Sobre el 27 de febrero hay historia escrita, aun cuando no toda haya sido escrita y a pesar de que el Régimen sea el menos interesado en que se escriba con pluma suelta.
Parte sustantiva de la misma la salvaron para la posteridad, justo es reconocerlo, Cofavic y los organismos interamericanos de derechos humanos y consta en los expedientes de San José.
La Corte Interamericana condenó en estos la ejecución del Plan Ávila el 27F, por considerarlo inadecuado para el mantenimiento del orden en situaciones de violencia civil. Era el mismo plan que Chávez ordenó poner en marcha el 11 de abril de 2002: otra fecha de culto a la muerte, que aún espera de su Comisión de la Verdad y de una historia sin pasiones.
Vayamos a lo esencial.
Cuando el juez internacional fija la responsabilidad de un Estado por violaciones a derechos humanos apenas declara eso: la responsabilidad estatal, que no la de los miembros del Estado o las de terceros cuyas responsabilidades individuales deben ser establecidas luego por la jurisdicción interna o nacional y por sus jueces naturales.

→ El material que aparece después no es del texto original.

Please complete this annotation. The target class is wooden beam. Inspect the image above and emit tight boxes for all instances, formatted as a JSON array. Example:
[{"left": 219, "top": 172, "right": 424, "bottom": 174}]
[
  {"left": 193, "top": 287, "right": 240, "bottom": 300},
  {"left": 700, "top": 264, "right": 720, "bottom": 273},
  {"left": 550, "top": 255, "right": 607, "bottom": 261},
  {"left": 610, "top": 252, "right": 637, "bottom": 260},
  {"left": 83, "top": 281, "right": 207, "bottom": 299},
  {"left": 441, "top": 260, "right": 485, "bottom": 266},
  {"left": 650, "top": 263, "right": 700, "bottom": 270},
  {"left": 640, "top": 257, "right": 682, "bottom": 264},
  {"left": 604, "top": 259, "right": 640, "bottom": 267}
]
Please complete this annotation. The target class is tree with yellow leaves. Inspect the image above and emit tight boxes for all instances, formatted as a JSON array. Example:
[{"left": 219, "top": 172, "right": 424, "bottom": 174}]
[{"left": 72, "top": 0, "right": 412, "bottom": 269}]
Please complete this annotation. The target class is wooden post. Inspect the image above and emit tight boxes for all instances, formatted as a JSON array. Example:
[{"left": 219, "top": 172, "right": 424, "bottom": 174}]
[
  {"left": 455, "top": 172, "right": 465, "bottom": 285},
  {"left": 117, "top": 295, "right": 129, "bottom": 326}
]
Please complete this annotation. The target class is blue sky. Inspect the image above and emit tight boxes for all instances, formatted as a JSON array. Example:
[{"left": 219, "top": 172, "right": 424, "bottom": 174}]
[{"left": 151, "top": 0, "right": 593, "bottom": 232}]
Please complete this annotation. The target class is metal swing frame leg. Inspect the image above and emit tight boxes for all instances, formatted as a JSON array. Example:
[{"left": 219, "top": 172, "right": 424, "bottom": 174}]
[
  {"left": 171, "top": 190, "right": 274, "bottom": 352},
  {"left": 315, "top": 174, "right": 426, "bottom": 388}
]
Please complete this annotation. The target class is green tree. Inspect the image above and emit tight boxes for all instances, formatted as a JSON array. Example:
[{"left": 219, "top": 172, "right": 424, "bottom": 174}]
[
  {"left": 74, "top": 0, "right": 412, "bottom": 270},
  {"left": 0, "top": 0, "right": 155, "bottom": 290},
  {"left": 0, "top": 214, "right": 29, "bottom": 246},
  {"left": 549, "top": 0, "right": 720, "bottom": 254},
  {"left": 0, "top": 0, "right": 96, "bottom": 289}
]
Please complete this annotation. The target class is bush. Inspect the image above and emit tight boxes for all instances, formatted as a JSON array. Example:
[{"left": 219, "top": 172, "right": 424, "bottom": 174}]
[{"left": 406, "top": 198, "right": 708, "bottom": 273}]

Han pasado 8 años, pues, y las madres y padres o familiares de las víctimas del 27F todavía no conocen la verdad verdadera sobre sus dramas; y eso, como muchas veces lo declarara Cofavic, no lo resuelven las reparaciones pecuniarias ni el levantamiento de monumentos, como el anunciado por nuestro parlamento de tardos eunucos.
Lo primero y lo que falta para la historia del 27F, en suma, es la verdad íntegra: la explicación sobre el origen y las causas del 27F, sus hechos totales y la identificación de los instigadores; sus consecuencias humanas y materiales exactas; y, asimismo, la precisión y cuantificación de las desproporciones habidas en el uso de la fuerza pública y la nómina real de sus responsables.
La historia del 27F cruza, por consiguiente, por los senderos gubernamentales de la época, pero hay otra mitad de esa historia con sus responsabilidades igualmente graves y gravosas.
Chávez y sus compañeros en el golpe del 4 de febrero de 1992 - militares y civiles de la extrema izquierda combinados al propósito - no han explicado ni aclarado hasta hoy sus protagonismos en esta historia amarga del 27F, ni podrán ocultarlos para siempre.